—Croyez-vous, dit l’abbé Gabriel en terminant, que la vue de sa jeune sœur puisse le faire chanceler?
—Oui, certes, répondit le curé. Denise, vous nous accompagnerez.
—Et moi aussi, dit la mère.
—Non, s’écria le père. Cet enfant n’existe plus, vous le savez. Aucun de nous ne le verra.
—Ne vous opposez pas à son salut, dit le jeune abbé, vous seriez responsable de son âme en nous refusant les moyens de l’attendrir. En ce moment, sa mort peut devenir encore plus préjudiciable que ne l’a été sa vie.
—Elle ira, dit le père. Ce sera sa punition pour s’être opposée à toutes les corrections que je voulais infliger à son garçon!
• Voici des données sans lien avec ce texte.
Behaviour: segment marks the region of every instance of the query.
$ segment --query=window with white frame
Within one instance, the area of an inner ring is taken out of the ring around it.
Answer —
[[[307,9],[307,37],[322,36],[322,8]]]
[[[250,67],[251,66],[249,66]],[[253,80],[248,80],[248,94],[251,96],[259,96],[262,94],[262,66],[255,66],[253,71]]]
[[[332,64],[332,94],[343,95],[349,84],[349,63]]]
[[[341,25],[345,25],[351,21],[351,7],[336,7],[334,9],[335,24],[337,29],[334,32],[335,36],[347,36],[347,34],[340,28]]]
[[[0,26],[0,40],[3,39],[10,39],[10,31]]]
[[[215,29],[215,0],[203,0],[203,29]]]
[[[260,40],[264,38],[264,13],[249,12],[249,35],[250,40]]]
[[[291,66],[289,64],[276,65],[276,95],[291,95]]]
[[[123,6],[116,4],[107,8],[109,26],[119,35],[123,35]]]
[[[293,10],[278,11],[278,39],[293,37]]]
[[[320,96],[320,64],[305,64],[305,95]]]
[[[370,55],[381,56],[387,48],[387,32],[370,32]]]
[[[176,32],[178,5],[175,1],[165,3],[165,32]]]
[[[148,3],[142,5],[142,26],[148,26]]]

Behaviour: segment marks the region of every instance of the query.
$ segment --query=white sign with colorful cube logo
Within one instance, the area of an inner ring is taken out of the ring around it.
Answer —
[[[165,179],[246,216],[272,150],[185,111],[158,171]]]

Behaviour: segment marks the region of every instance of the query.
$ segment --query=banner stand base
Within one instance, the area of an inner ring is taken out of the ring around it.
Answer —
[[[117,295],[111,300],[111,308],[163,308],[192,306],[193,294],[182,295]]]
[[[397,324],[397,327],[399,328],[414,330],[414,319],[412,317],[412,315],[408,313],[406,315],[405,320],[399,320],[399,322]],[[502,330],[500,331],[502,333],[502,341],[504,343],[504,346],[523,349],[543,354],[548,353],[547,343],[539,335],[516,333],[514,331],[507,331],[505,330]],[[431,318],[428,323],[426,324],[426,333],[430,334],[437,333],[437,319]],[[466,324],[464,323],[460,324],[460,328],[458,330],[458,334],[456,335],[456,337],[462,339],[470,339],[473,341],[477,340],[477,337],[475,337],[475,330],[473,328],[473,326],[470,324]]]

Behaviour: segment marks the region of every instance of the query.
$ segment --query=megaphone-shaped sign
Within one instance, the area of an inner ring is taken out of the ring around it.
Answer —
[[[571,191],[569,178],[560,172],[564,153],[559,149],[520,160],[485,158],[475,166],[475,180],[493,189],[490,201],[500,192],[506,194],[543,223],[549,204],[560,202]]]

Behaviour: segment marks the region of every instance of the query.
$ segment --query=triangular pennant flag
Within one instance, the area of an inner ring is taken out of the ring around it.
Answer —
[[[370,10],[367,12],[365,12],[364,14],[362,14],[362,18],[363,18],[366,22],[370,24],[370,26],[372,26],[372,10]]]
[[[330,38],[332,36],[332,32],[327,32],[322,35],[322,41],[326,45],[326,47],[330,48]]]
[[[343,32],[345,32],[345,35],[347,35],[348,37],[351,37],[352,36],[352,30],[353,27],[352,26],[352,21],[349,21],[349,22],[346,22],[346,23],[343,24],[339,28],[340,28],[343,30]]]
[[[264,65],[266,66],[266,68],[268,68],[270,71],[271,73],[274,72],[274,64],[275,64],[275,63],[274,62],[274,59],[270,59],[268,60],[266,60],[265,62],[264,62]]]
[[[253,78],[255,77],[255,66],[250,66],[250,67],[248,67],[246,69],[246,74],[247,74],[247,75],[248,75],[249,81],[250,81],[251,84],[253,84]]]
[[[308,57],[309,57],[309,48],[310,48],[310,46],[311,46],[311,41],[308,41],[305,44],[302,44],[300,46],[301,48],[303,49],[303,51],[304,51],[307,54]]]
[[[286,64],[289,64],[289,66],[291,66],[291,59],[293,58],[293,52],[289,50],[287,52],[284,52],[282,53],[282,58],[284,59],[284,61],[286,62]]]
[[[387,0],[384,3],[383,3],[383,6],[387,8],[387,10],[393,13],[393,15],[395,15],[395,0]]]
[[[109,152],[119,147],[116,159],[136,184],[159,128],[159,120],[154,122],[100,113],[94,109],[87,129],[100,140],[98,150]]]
L’abbé Gabriel et monsieur Bonnet revinrent au presbytère, où Denise et sa mère furent invitées à se trouver au moment du départ des deux ecclésiastiques pour Limoges. En cheminant le long de ce sentier qui suivait les contours du Haut-Montégnac, le jeune homme put examiner, moins superficiellement qu’à l’église, le curé si fort vanté par le Vicaire-général; il fut influencé promptement en sa faveur par des manières simples et pleines de dignité, par cette voix pleine de magie, par des paroles en harmonie avec la voix. Le curé n’était allé qu’une seule fois à l’Évêché depuis que le prélat avait pris Gabriel de Rastignac pour secrétaire, à peine avait-il entrevu ce favori destiné à l’épiscopat, mais il savait quelle était son influence; néanmoins il se conduisit avec une aménité digne, où se trahissait l’indépendance souveraine que l’Église accorde aux curés dans leurs paroisses. Les sentiments du jeune abbé, loin d’animer sa figure, y imprimèrent un air sévère; elle demeura plus que froide, elle glaçait. Un homme capable de changer le moral d’une population devait être doué d’un esprit d’observation quelconque, être plus ou moins physionomiste; mais quand le curé n’eût possédé que la science du bien, il venait de prouver une sensibilité rare, il fut donc frappé de la froideur par laquelle le secrétaire de l’Évêque accueillait ses avances et ses aménités. Forcé d’attribuer ce dédain à quelque mécontentement secret, il cherchait en lui-même comment il avait pu le blesser, en quoi sa conduite était reprochable aux yeux de ses supérieurs. Il y eut un moment de silence gênant que l’abbé de Rastignac rompit par une interrogation pleine de morgue aristocratique.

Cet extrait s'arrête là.